There is no doubt that emulation is crucial for historic preservation. The question is: what exactly we're preserving?

The famous MAME emulator approach is to emulate arcade games circuit by circuit: a no compromised and time-consuming approach for the sake of emulation accuracy. Replicating the original hardware via software is fully legal - what's not is running the exact software these machines were running in the arcades.

Final Burn instead offers a set of speed hacks for some emulated games: instead of cloning how the hardware works, speed hacks approximate just what the hardware did resulting in faster but less accurate emulation. Final Burn, together with more speed-hack emulators, is the fortune of many Chinese hardware producers since allows to cheap portable console and desktop arcade machines to run great glories from the past - even a dozen of different systems on the same machine.

Okay. Not without one or two copyright infringements - but probably not in the motherland, which lived few turbulent years of video game bans.

Emulation of old games is not a problem at all today: there are a lot of solutions that work on common and even cheap machines - copyright apart. Even if you want to play by the rules there are official version of these knock-off consoles, which accurately resembles the original hardware but are limited to play just a few games of a single system-Unsurprisingly enough the thirst of retrogaming is so unstoppable that you can even break these limits with few hacks and turn these games back to their original cheap console glory and play more systems.

The need of preserving old games and the desire of playing them again burns. We're using all the software tricks and mastery we know to make hardware immortal. We are even mimicking the original shapes to make their ergonomy immortal. But that's not enough.

Old school pixel art was built for make use of old CRT displays imperfections and that's why most of the emulated games graphics looks dry on LCD displays. And even the audio is not the same: music and sound effects coming from the old speakers built-in into arcade cabinets sounded warmer than the one coming from modern sound systems. And that's really just the tip of the iceberg.

Experiencing old school gaming without its defects is like judging history without considering its context: we're just making up an alternate history.But fear not: there probably is no solution. Even if SEGA tried hard and used virtual reality in order to bring you to your old bedroom we can just give a glimpse of what old school gaming looked to newer generations... and a frustrating stripped down one to oldsters, now filled with preconceptions and fake memories.
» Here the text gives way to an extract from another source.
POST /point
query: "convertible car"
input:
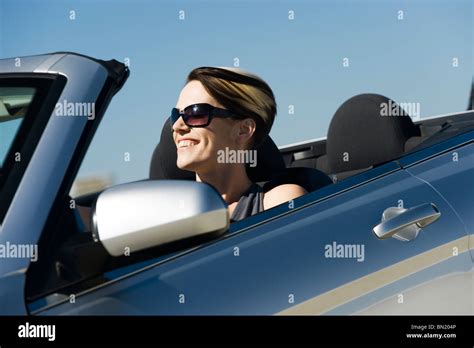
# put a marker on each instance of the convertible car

Oh, sorry. I was missing the point.

We can emulate the people we respect tearing their life apart and trying hard on cloning it. Or we can fill our lives with speed-hacks and reach their same goals as fast as we can, even if the result isn't accurate. We can be a cheap copy their shape and then hack ourselves to be multiple persons. But that's not enough: even if we can fake our reality to be closer to our mentors', we're just dry interpretations of them which is missing the context.

The best we can do is to be their alternate history, which frustrates the oldsters and disappoints the youngsters. Inevitably becoming a brand new and ever-changing individual in the process - hoping to be badly emulated in the future.

Plot!

This time I've ported a Chip-8 interpreter, which was used on 1970s 8-bit microcomputers, using the Wright! Engine. Yeah - a Chip-8 interpreter described by a JSON file. While it's a pretty raw implementation and I've built-in just a few public domain game ROMs, this last but two entry is very important: the whole Wright! project has been inspired by years of emulations... and I'm closing my own circle with a true one.

On the game selector menu use UP/DOWN for changing game and the A BUTTON for playing it. Every game has its own controls but most of them are using UP/DOWN/LEFT/RIGHT and the A BUTTON. Hold down A+B for a while to go back to the game selector.